Правильные миры оттепели
Субъект репродуктивной идентичности осваивает способность управлять своим поведением посредством знаков-символов. Это уровень знаковой репрезентации, при котором картина окружающей реальности воспринимается как правильная и однозначная с четкой и неизменной системой координат. С точки зрения наблюдателя, это мир нарративного мифа. На стадии репродуктивной идентичности человек живет в словах-символах, заменяющих ему реальность. Слово это реальность и реальность это слово. Если изменить слово, то изменяется мироздание. Все, что писали о мифе А.Ф. Лосев, Ю.М. Лотман, Б.А. Успенский и мн. др., справедливо для мышления человека репродуктивной идентичности.
Регулируется поведение в такой системе сводом канонических предписаний, основанных на неписанных, священных, свято соблюдаемых всеми членами общества устных традициях. Естественное условие жизни настоящего человека требует от него четкого следования канону. Канон является нерефлексируемым источником знания. Тот, кто нарушает неписанные правила, перестает быть человеком в глазах сообщества. Вариативность поведения индивида, живущего в таком мире, невысокая. Оно корректируется мнением и словом коллектива, а то в свою очередь опирается на канон. По Маклюэну, это мир, опирающийся на устный обмен информации, вербальный мир слов и, следовательно, чувств, импульсов, желаний. При этом человек, живущий словами, не находит для партнера по коммуникации слов, чтобы выразить чувства, объяснить свой поступок. Человеку устной культуры всегда не хватает слов, за него говорит, а точнее, не договаривает, канон. Внутренние мотивы поведения должны угадываться, считываться, подразумеваться. Если этого не происходит, то коммуникация распадается, человек, находящийся во власти эмоций, совершает импульсивные, разрушительные действия. Так, в фильме «Летят журавли» (1957) Борис (Алексей Баталов) и Вероника (Татьяна Самойлова) не могут в решающий момент понять друг друга. Он уходит на фронт перед смой свадьбой, записавшись добровольцем в ополчение, ничего не сказав невесте, не объяснившись с ней. Она воспринимает это едва ли не как оскорбление, предательство. Только после смерти жениха Вероника узнает из его записки, почему он так поступил. Письменное слово, буква соединяет их миры.

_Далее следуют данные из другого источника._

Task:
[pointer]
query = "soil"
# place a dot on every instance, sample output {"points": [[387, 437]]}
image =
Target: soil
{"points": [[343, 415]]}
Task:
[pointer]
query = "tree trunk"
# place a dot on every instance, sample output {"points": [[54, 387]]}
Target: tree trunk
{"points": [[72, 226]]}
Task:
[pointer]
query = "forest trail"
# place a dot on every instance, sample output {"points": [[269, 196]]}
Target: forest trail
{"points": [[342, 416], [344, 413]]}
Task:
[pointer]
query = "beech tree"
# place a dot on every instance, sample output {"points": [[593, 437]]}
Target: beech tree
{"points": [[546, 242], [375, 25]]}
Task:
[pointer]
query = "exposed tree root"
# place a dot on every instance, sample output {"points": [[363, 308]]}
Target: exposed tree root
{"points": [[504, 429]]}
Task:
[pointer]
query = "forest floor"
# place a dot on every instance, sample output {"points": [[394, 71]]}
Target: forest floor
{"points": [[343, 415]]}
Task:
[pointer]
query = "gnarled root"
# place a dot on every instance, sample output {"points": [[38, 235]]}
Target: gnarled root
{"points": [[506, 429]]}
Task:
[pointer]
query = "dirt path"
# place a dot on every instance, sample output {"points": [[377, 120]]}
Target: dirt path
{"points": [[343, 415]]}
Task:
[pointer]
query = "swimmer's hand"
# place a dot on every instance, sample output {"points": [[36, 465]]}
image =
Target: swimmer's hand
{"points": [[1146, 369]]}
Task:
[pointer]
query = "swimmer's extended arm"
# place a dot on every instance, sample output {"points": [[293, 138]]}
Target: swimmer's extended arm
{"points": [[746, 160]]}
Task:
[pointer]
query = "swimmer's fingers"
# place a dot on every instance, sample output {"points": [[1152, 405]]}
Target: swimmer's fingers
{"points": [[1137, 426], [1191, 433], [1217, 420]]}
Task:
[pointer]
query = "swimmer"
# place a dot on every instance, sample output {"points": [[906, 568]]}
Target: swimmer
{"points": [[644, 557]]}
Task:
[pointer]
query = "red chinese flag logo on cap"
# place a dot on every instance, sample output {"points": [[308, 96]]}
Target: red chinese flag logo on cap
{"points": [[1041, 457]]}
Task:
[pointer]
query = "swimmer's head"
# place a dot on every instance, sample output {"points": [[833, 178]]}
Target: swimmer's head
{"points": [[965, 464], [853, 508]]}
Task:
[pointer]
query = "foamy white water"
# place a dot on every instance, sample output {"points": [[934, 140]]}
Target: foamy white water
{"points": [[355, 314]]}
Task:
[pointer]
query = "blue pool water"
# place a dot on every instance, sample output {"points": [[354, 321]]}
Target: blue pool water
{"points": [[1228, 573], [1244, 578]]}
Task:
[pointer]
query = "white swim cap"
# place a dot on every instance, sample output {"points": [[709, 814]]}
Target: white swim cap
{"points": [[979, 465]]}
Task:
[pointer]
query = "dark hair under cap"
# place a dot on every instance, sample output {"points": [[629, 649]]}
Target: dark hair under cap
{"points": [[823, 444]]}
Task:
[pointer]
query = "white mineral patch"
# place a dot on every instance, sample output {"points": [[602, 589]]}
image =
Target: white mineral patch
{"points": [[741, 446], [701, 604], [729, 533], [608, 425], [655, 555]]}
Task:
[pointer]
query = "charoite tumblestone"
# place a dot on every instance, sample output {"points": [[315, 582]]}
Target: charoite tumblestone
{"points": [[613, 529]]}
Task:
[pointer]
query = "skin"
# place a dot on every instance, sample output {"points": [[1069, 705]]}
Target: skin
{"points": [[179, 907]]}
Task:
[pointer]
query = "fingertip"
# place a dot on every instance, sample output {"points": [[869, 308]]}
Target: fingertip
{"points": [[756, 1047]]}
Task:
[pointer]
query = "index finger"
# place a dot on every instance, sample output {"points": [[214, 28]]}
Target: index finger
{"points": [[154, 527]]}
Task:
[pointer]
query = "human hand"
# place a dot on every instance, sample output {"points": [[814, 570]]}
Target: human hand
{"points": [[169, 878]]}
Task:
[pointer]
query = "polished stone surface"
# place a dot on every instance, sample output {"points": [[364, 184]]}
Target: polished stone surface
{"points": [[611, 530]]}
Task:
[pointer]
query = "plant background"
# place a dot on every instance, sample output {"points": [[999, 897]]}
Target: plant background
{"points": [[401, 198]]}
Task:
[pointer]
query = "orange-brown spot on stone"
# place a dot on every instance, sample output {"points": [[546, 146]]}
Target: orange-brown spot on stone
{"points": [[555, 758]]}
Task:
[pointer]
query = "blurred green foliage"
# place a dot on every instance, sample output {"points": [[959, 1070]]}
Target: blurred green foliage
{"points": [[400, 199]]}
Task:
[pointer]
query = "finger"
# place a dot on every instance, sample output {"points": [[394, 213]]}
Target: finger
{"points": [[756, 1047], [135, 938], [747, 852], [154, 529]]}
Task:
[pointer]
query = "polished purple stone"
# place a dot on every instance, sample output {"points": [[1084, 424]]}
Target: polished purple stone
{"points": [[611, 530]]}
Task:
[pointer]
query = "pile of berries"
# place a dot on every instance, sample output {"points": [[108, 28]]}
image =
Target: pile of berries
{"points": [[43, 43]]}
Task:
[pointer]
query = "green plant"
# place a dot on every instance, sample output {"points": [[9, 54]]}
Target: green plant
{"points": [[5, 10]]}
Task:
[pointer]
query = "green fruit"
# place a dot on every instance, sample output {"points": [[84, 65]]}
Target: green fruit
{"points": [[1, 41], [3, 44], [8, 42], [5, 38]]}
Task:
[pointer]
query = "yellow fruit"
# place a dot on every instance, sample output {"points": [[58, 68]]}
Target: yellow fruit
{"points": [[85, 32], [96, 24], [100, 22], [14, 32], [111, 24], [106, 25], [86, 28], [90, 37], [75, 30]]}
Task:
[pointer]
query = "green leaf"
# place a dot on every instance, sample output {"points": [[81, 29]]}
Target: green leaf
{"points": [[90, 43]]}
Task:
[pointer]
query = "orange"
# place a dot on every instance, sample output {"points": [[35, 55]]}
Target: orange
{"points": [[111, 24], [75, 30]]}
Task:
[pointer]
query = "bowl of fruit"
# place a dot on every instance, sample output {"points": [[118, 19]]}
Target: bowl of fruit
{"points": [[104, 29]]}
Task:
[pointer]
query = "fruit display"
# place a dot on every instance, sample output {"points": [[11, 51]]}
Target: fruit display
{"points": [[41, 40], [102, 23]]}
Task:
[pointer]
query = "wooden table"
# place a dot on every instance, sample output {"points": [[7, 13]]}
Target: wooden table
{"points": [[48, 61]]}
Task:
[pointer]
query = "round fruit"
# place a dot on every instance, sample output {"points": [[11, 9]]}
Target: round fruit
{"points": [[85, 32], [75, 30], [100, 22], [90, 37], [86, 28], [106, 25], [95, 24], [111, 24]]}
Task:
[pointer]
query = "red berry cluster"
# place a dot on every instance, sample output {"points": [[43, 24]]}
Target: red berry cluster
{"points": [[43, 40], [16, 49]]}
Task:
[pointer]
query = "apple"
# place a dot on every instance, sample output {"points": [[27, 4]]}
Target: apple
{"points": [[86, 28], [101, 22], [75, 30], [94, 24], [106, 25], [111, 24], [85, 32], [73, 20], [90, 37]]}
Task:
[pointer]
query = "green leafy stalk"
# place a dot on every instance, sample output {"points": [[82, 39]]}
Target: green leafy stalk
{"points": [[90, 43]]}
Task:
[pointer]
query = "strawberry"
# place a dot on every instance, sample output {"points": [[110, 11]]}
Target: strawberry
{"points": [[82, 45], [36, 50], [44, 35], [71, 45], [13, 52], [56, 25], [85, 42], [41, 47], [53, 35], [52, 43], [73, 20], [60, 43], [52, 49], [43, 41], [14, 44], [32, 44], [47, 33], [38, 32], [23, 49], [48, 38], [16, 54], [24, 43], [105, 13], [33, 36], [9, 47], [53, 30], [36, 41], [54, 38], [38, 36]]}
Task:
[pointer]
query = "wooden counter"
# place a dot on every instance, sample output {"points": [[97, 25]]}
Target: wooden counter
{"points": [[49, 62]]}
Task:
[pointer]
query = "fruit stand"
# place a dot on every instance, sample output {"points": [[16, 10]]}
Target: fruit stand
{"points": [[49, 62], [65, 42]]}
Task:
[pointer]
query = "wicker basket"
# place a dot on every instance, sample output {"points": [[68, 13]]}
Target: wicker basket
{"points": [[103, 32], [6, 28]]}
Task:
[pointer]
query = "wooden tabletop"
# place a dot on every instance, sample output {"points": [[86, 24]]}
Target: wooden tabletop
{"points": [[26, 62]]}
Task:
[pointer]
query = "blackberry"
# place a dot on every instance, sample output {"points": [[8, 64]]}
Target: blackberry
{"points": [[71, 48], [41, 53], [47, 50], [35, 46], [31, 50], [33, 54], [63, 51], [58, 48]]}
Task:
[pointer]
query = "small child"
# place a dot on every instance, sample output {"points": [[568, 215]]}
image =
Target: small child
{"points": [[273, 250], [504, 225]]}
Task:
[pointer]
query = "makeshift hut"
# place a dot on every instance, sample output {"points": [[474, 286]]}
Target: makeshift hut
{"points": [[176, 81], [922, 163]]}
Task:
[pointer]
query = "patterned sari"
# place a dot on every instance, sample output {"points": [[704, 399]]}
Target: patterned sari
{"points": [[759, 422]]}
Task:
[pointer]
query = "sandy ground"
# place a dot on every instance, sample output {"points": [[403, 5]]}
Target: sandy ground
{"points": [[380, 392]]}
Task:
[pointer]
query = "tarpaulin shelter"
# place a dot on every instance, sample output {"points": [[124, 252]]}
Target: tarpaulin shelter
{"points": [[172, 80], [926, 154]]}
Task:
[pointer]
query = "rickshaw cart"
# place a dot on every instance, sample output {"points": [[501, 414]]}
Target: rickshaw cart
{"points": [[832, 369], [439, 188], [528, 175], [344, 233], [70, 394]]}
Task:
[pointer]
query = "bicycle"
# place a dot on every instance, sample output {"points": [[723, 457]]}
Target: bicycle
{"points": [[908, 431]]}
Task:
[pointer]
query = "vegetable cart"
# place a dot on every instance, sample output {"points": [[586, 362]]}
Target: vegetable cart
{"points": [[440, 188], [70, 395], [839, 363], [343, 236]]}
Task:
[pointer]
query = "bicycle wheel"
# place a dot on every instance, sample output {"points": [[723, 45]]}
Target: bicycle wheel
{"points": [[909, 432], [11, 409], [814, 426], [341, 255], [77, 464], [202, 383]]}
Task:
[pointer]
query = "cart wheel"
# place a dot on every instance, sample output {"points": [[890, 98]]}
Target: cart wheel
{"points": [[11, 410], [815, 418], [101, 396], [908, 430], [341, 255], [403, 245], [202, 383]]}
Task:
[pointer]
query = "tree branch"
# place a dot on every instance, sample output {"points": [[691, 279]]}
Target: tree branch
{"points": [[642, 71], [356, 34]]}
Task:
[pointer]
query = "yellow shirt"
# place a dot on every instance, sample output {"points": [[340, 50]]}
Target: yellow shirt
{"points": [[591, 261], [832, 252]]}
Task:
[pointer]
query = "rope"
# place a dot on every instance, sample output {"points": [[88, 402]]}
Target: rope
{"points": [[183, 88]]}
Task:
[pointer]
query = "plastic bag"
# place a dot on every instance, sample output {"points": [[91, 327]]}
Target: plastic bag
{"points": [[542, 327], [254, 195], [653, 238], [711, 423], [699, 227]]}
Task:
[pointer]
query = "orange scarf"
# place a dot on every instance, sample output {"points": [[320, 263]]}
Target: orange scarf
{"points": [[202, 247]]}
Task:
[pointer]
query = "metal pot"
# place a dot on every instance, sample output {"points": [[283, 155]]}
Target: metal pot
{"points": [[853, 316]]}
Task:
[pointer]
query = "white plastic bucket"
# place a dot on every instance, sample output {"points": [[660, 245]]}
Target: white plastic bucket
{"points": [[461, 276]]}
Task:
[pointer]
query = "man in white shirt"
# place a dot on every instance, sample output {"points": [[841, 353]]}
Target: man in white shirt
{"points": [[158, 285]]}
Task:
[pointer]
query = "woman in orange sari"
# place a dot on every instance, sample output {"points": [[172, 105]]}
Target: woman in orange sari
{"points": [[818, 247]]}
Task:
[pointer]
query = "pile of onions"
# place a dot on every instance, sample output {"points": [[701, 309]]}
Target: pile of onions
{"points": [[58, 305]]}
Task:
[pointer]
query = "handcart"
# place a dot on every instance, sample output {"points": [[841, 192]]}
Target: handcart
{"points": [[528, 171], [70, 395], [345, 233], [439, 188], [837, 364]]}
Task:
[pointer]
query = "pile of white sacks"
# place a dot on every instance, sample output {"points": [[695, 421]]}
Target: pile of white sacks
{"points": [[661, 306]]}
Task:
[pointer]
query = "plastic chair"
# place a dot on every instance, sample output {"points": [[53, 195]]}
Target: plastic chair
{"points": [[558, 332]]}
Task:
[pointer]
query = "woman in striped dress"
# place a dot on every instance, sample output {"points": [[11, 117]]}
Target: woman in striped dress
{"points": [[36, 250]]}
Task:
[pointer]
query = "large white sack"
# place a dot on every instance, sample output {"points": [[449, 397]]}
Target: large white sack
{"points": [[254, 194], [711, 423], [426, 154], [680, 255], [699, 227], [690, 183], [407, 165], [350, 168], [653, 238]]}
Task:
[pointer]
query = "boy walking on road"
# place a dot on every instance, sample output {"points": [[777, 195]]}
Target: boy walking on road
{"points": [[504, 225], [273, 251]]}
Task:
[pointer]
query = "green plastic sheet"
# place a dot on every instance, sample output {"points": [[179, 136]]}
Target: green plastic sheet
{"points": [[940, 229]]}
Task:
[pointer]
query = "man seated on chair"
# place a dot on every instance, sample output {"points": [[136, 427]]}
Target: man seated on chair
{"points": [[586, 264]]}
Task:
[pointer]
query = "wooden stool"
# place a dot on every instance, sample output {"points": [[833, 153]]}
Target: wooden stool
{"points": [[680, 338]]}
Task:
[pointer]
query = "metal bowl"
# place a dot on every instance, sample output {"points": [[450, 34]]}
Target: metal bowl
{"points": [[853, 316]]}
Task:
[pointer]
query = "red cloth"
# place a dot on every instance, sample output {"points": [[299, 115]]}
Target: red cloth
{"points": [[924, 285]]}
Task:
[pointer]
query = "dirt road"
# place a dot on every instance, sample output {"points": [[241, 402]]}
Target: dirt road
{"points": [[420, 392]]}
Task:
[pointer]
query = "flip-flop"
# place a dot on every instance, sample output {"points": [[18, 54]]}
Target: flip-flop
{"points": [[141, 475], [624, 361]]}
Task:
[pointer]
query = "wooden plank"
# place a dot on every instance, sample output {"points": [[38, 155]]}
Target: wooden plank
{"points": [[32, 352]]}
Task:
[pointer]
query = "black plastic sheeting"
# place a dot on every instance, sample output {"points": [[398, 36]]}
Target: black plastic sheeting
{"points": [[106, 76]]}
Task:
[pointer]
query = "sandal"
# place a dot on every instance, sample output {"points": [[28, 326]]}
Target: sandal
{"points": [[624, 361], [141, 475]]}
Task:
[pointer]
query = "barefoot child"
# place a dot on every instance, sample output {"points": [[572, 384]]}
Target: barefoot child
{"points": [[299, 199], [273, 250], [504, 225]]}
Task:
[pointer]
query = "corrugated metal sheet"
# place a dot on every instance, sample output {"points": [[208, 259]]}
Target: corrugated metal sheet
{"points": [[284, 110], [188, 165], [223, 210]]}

Для проживающего стадию репродуктивной идентичности характерно отношение к Другому как к существу не совсем полноценному, недочеловеку. Есть мир своих и есть мир чужих. Все другие – это чужие. Границы миров непроходимы, переход сквозь них невозможен. Как неосознаваемая часть маскулинного дискурса репродуктивность присутствует в оценках мужчинами женщин. Герой фильма «Летят журавли» Фёдор Иванович (Василий Меркурьев) радуется успехам дочери, в сердцах произнося: «Эх, тебе бы мужиком родиться!». В его восприятии врач-женщина, делающая свою работу очень качественно, все-таки как бы обделена судьбой, она не совсем полноценный человек, так как она не мужчина. Девушка, недождавшаяся парня с фронта, в сознании проживающих репродуктивную идентичность персонажей, хуже фашистов. Она нарушила обещание, вышла замуж за другого. Из-за этого раненный боец отказывается жить. Только пламенная речь начальника госпиталя, расценившего его поступок как дезертирство, приводит его в чувство. Он заявляет, что обманутый давал присягу и что измена невесты не освобождает его от долга. Тем более такой поступок могло совершить только низкое существо, предательница, женщина. Из-за нее не стоит накладывать на себя руки, самовольно оставлять строй. Можно даже считать, что бойцу повезло, а неповезло тому, за кого она вышла замуж, так как порча предательства распространяется и на него.
Женщину не спрашивают, когда мужчина совершает решающий поступок. Ее чувства не принимаются во внимание в фильме Всеволода Пудовкина «Возвращение Василия Бортникова» (1952). Считается, что уже в этой картине появляются мотивы будущего кино оттепели. Главный герой Василий Бортников (Сергей Лукьянов) возвращается домой после контузии, потери памяти и пятилетнего скитания по госпиталям. Его жена живет с другим человеком. После бурной сцены долгих раздумий Василий приглашает на разговор невольного обидчика, чтобы объявить о своем решении. Герой заявляет, что жену он спрашивать ни о чем не будет, скажет только то, что она должна делать: собрать вещи сожителю и спровадить его из дома, в котором они прожили в любви пять лет, решив, что Василий погиб.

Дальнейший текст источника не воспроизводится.